Faltam possibilidades de renda complementar às famílias para alimentação e manutenção de condições mínimas de vidas para essa população, escolas em período integral e atividades de esporte, cultura e lazer. “Muitas mães, sobretudo de famílias monoparentais, não têm condições de trabalhar desacompanhadas de seus filhos. Consequências da desresponsabilização paterna, falta de vagas na educação integral e infantil e ausência de redes de apoio familiares e comunitária. Diante disto, é preciso problematizar se a questão trata de negligência familiar que expõe a criança a situação de trabalho infantil ou refere-se à consequência da ausência do respeito aos direitos fundamentais, entres estes o direito à subsistência, que deveria ser garantido pelo Estado”, comenta Priscila.
Para os adolescentes, acesso a trabalhos que preservem o tempo de atividade escolar e permitam a aprendizagem adequadas também estão distantes da realidade, sobretudo para os jovens negros.
Racismo no bojo do problema
O número de crianças e adolescentes negras trabalhadoras é maior do que a de brancas nos dados oficiais: são cerca de 1,4 milhão de negras para 1,1 milhão de crianças brancas.

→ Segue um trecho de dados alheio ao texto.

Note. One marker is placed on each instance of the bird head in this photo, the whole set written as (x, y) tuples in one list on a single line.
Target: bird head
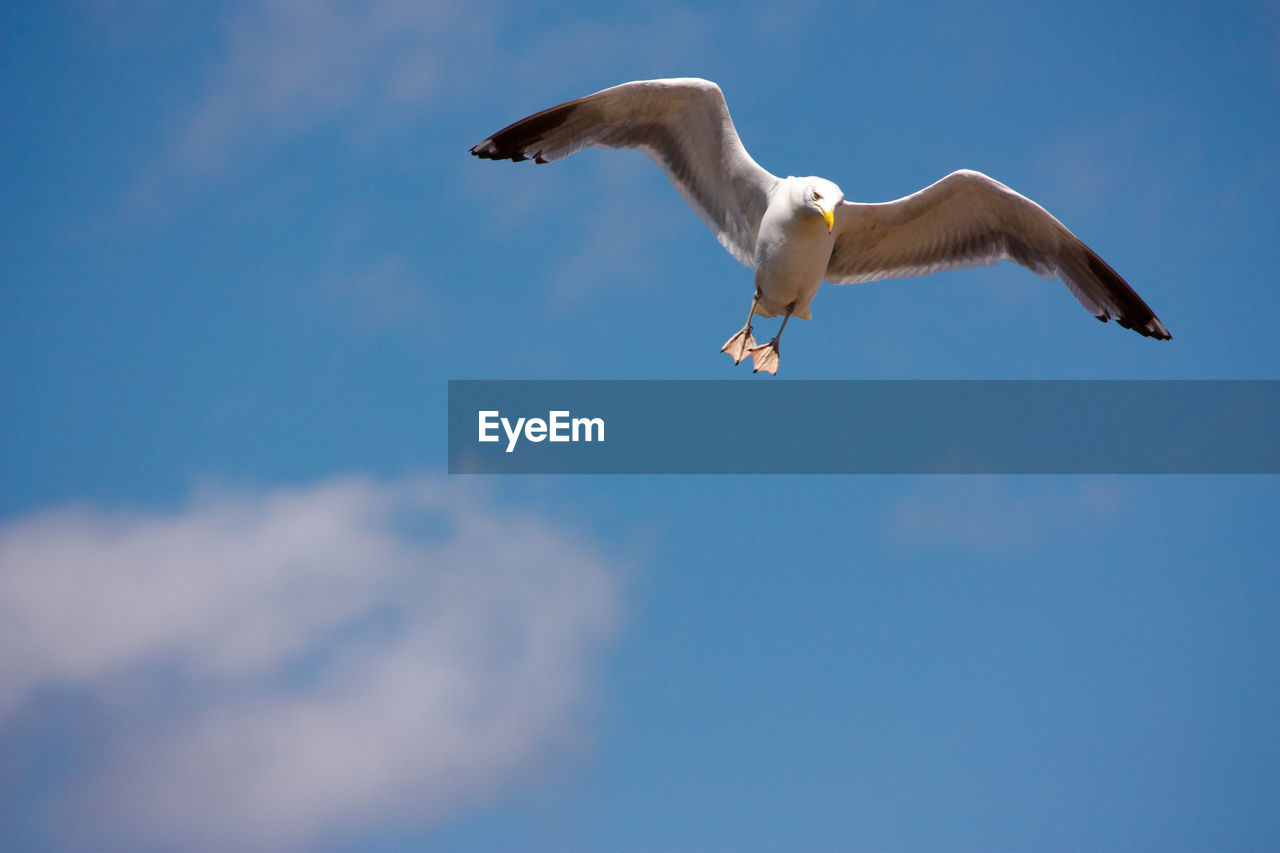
[(822, 197)]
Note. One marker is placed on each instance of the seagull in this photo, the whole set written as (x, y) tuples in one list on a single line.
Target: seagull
[(798, 232)]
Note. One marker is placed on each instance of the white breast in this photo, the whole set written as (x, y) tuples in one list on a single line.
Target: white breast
[(791, 254)]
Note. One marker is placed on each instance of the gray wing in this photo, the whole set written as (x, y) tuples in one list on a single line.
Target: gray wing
[(968, 219), (682, 124)]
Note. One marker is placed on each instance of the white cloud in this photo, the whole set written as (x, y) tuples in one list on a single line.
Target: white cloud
[(270, 669)]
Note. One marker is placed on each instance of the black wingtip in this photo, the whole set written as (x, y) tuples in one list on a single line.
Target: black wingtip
[(520, 140), (1130, 311)]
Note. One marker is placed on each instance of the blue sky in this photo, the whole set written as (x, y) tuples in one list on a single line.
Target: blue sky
[(243, 606)]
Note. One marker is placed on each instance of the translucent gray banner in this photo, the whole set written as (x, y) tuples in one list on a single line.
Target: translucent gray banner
[(864, 427)]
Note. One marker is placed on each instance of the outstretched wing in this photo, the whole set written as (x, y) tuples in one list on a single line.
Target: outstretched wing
[(682, 124), (968, 219)]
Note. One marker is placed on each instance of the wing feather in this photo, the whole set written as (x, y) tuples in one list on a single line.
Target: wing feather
[(682, 124), (968, 219)]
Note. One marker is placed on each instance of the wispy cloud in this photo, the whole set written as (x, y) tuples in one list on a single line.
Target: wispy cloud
[(306, 661)]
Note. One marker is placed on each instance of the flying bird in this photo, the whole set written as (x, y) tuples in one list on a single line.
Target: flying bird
[(798, 232)]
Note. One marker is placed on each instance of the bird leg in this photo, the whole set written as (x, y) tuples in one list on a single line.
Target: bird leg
[(766, 357), (743, 342)]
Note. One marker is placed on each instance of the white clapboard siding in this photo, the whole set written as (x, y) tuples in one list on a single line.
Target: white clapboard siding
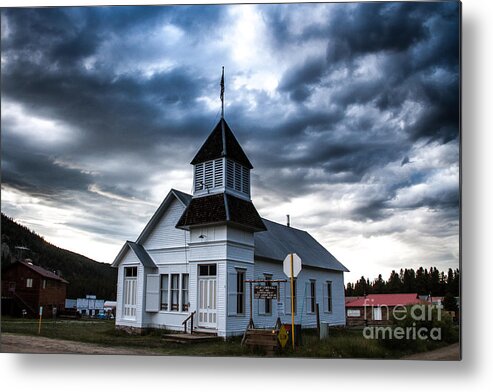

Na realidade, esses números devem ser ainda mais desiguais. Segundo Priscila, o racismo também está implicado na ausência de políticas públicas e na dificuldade de acesso ao mercado de trabalho formal na faixa etária adequada.
“O fato de um adolescente morar em determinado local ou a forma que se apresenta em sua vestimenta, muitas vezes é utilizado como critério de exclusão nos programas de aprendizagem. Não há como desconsiderar a violência simbólica e racista presentes nos processos seletivos. Em decorrência desses movimentos excludentes, se torna propícia a exposição desses adolescentes a trabalhos exploratórios e que geram riscos, inclusive a sua integridade física e ao desenvolvimento psicossocial”, alerta.
Portanto, erradicar o trabalho infantil também implica no reconhecimento do racismo implícito no bojo dessa questão e na discussão e aplicação de recursos e de perspectivas de construções coletivas, que priorizem quem mais precisa.
Investimentos não atendem quem mais precisa
Infelizmente, isso é o oposto do que é percebido. Segundo observa Cleverson, boa parte do parco investimento destinado, por exemplo, a preparação de jovens para o mercado de trabalho não recebe as populações mais vulnerabilizadas, como os jovens negros e pobres. Ocupam a maior parte dessas vagas jovens fora das condições de risco social ou de classe média, mas que apresentam “características” desejadas pelo mercado de trabalho.
O foco dessa preparação também é desviado. Muitas dessas atividades deixaram de ser realizadas diretamente pelo poder público e terceirizadas – são conduzidas pelas chamadas OSCS, organizações da sociedade civil, várias de cunho ou origem religiosa. Desta forma, da temática da preparação para o mundo do trabalho, as atividades passam a contar com formações sobre “valores” ou conteúdos “religiosos”. “Esse é uma modificação das atividades que acaba empurrando para os jovens valores e conceitos que não estão ligados à execução da política ou garantia de direitos e, por outro lado, o que deveria ser oferecido não é realizado”, analisa o Psicólogo.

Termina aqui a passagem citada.